Sarah Cahill playing Gabriela Ortiz’ étude (screen shot from the video being discussed)
Each of these women represents a different century in music history. Cahill presented Jacquet de La Guerre through four movements from her D minor keyboard suite, the Prelude, the Sarabande, the Chaconne l’inconstante (the inconstant chaconne), and the Gigue. The suite was one of four composed in 1687, the others in the keys of G minor, A minor, and F major; and it is the one with the most movements (nine), the chaconne being the lengthiest of those movements. Cahill then advanced to the nineteenth century of Fanny Mendelssohn, beginning with a “blind comparison” of opening passages by both Fanny and her brother Felix. Fanny’s selection, the first in her Opus 8 Songs Without Words collection, was decidedly more imaginative than the Felix selection (left unidentified); and Cahill then played that Opus 8 selection in its entirety. The program then concluded in the current century with the third étude in the Estudios entre preludios (études between preludes) collection composed by Ortiz. This particular étude was composed as a tribute to Jesusa Palancares, a poor woman that fought in the Mexican Revolution. (The earlier études in the collection were dedicated to composers, György Ligeti and Béla Bartók, respectively.)
The result was a 40-minute program of impressive diversity.

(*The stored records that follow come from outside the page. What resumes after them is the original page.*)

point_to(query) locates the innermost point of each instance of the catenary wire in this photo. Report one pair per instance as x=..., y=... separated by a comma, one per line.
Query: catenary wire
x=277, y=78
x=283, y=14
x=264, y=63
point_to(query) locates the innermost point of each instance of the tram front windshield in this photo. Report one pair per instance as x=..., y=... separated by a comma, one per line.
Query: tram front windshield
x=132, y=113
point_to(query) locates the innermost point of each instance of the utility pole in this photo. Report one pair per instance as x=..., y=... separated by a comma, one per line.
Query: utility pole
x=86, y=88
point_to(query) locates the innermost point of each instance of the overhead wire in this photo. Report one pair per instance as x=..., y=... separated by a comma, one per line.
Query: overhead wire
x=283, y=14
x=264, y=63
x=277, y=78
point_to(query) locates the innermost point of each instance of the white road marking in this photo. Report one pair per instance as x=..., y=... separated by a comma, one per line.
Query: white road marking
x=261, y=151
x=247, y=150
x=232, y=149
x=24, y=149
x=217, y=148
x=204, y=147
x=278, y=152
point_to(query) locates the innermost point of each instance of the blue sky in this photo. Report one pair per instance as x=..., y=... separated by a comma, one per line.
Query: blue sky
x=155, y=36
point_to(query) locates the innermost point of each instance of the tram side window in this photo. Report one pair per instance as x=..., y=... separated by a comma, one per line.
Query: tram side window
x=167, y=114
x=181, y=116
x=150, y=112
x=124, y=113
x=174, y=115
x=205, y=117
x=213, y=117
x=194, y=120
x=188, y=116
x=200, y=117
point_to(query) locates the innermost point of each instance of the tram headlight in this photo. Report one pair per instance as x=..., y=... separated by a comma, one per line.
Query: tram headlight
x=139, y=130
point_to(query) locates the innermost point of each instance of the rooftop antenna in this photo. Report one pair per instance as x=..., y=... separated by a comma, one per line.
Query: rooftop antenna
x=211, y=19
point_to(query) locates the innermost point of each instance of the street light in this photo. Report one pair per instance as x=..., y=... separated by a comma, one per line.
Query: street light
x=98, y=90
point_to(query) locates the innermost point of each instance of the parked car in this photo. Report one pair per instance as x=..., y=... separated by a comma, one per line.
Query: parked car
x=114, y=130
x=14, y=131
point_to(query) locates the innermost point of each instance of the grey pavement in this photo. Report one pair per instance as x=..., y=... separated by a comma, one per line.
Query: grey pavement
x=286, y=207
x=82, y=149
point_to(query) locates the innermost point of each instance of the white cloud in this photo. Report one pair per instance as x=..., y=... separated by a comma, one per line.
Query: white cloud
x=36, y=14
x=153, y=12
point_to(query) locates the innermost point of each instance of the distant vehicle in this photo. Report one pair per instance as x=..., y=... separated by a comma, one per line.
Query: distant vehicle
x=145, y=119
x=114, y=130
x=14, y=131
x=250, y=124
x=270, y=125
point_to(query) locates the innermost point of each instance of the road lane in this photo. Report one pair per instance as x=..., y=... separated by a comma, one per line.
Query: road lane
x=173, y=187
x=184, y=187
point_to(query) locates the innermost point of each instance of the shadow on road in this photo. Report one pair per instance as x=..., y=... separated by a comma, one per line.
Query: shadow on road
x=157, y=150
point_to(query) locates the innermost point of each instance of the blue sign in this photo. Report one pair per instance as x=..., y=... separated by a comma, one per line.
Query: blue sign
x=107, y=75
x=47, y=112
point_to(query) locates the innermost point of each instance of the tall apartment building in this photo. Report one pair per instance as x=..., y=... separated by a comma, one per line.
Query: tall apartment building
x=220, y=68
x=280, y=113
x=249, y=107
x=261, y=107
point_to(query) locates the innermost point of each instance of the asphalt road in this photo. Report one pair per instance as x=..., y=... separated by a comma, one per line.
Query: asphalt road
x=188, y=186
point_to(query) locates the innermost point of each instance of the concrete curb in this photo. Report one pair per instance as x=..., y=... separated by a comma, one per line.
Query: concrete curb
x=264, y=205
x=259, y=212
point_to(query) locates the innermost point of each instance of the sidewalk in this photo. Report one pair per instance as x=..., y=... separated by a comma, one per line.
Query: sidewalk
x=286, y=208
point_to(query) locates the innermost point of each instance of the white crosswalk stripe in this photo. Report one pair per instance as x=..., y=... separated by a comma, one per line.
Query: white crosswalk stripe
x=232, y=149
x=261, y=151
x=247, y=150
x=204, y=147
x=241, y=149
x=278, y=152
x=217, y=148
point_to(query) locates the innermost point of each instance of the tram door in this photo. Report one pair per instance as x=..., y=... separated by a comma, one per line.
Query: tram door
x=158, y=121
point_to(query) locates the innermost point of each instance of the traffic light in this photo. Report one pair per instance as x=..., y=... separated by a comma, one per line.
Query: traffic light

The “historical” side of my “listening self” may have had some misgivings when it came to listening to seventeenth-century music on a modern Fazioli piano; and I probably would have preferred a clearer sense of the dance rhythms in the movements that followed the prelude. On the other hand I was struck by the imaginative architecture of that prelude, beginning as a two-part invention before bringing additional voices into the mix. (In my own time at the keyboard I am currently working on the second ordre in François’ Couperin’s Pièces de clavecin, and Cahill’s sampling has definitely tempted me to seek out one of Jacquet de La Guerre’s suites as my next project.)
The remaining two works on the program definitely engaged me from beginning to end. Felix may have had uncanny facility in commanding a repertoire of keyboard embellishments, but his underlying structures tended to be more routine than patience is inclined to endure. Fanny knew how to be adventurous with overall structure beyond her impressive skills in dealing with the syntax of counterpoint and harmonic progressions. Cahill’s selection definitely made the case that her music has been unduly ignored. Ortiz, on the other hand, was a “first encounter” listening experience, leaving me curious about her other études and the preludes that interleave with them.
Cahill has been pursuing the mission of bringing women composers into the spotlight for several years, and her Piano Talk video plays a significant role in that mission and deserves to be viewed by anyone that has to hesitate before giving the name of a woman composer.